STRUCTURAL DETERMINANTS OF THE THERMOSTABILITY OF THERMOLYSIN-LIKE BACILLUS NEUTRAL PROTEASES

Abstract The neutral protease of B. stearothermophilus (NP-ste) is 13 degrees less thermostable than thermolysin, the neutral protease of B. thermoproteolyticus. The sequences of these two proteins differ at 45 positions. By introducing site-directed mutations in NP-ste, it was shown that only a few of these sequence differences account for the total difference in thermostability. All critical residues appeared to be located at the surface of the molecule, mainly in the 63–69 region, and no drastic mutational effects were observed at buried positions. A series of additional mutations was designed that confirmed this trend: mutations in the hydrophobic core of the protein showed only marginal effects, whereas Ala Pro mutations at positions 63, 65, 66 and 69 had pronounced effects on the stability of the enzyme.
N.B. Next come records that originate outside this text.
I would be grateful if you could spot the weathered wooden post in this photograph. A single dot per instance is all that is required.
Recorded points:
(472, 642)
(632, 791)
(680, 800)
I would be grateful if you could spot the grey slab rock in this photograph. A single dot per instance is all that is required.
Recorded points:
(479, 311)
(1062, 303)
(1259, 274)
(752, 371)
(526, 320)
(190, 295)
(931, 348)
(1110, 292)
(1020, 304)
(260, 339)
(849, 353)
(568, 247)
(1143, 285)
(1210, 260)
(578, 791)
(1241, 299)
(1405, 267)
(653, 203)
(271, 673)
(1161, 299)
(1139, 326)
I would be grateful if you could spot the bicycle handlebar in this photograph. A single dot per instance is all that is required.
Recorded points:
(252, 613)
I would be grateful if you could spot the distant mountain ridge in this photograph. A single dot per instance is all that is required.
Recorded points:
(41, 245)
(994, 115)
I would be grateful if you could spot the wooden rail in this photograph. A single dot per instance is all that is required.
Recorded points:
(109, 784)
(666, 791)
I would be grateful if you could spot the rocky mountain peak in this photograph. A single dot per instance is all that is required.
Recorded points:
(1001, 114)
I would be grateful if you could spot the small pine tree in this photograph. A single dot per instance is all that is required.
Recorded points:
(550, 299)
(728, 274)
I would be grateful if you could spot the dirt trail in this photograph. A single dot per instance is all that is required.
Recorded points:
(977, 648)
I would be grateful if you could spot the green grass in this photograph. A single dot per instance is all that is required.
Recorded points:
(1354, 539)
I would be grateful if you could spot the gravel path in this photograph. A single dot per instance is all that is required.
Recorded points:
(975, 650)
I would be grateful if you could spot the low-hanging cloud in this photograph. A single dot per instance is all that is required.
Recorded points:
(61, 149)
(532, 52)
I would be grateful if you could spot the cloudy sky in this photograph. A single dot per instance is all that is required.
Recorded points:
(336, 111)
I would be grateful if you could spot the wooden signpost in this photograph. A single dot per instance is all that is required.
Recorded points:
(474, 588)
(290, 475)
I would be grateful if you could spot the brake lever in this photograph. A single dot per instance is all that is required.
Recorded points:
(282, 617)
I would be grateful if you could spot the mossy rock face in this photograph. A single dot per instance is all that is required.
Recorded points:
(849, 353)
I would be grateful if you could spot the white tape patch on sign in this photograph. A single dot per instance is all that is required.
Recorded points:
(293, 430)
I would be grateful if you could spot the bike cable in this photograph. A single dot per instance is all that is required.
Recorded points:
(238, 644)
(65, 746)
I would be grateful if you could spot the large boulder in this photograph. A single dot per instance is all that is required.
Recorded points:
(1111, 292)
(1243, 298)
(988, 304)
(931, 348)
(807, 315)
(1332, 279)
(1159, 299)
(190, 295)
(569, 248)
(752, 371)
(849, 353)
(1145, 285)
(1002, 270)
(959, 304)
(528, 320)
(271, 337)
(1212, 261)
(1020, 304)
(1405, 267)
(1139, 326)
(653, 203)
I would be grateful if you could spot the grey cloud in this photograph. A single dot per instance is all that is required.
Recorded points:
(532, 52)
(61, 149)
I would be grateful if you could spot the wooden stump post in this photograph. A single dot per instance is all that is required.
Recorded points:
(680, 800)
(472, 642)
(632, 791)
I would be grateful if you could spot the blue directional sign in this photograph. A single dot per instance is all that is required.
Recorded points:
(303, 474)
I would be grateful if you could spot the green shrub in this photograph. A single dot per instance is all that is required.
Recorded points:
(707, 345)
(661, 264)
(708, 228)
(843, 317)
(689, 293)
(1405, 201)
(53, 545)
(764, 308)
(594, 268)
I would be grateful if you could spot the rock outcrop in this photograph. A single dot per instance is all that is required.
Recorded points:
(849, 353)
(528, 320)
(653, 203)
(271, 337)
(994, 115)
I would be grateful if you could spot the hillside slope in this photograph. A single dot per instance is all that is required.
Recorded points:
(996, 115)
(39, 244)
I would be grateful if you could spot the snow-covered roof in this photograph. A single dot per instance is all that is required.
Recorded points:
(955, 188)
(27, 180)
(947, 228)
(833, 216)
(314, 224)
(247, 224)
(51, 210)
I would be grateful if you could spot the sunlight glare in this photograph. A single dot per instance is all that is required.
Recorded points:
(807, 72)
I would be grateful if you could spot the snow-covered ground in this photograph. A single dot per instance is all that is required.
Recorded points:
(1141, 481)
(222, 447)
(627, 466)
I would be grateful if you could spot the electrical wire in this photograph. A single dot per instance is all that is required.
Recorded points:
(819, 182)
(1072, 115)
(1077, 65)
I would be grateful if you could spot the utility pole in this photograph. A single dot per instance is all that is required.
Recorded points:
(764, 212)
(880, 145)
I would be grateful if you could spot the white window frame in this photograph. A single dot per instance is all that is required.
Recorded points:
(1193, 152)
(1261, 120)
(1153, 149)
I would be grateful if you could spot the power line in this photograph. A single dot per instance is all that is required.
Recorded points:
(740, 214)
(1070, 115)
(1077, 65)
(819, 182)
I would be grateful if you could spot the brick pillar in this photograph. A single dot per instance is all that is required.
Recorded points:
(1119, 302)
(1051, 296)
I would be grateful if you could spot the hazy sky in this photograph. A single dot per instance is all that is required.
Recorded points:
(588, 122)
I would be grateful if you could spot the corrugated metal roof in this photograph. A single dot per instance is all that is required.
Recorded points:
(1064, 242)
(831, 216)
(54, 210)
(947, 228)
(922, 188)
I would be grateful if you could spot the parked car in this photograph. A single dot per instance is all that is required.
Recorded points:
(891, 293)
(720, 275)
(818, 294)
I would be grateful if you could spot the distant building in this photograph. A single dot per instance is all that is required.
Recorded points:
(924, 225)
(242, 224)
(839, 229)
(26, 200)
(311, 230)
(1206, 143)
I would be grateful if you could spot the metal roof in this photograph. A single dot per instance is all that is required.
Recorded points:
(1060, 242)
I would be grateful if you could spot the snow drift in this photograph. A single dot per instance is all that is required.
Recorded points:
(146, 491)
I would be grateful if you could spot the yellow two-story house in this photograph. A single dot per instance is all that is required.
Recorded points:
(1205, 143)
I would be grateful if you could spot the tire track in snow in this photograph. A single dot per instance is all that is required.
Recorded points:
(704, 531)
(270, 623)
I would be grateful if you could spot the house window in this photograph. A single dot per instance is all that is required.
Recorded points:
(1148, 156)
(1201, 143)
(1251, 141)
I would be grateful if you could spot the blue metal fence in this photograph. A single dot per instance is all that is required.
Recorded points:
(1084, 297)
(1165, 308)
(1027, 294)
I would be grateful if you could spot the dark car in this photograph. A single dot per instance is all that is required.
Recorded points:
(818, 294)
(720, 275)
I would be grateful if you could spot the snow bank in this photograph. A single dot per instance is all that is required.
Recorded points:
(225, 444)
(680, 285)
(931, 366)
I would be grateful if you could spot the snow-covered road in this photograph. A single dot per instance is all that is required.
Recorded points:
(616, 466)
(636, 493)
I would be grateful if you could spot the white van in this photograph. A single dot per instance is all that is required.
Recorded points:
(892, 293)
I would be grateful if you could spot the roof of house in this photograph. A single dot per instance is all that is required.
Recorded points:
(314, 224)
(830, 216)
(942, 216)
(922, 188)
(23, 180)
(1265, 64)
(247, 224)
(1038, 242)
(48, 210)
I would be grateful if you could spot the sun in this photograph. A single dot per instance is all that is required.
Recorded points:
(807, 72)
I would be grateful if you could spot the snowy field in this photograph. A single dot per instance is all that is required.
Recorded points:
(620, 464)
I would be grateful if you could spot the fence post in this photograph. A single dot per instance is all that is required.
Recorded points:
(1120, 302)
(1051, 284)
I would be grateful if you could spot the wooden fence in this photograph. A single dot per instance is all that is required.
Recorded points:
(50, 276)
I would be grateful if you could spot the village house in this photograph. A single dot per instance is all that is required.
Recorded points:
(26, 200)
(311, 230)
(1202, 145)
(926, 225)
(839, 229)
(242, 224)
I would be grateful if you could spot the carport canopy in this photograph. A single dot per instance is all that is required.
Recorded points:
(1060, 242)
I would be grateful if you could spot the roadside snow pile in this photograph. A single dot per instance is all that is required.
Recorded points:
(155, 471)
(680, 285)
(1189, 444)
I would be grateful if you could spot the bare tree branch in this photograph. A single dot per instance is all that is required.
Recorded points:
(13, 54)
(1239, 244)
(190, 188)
The results support a model in which it is assumed that local unfolding processes at the surface of the protein, which render the NP susceptible towards autolysis, determine the rate of thermal inactivation. Within the framework of this model mutations that have large effects on stability are expected to be located in regions that unfold relatively easily and that play a role in the early steps of global unfolding. The present results indicate that the 63–69 area in the N-terminal domain of NP-ste is such an early unfolding region.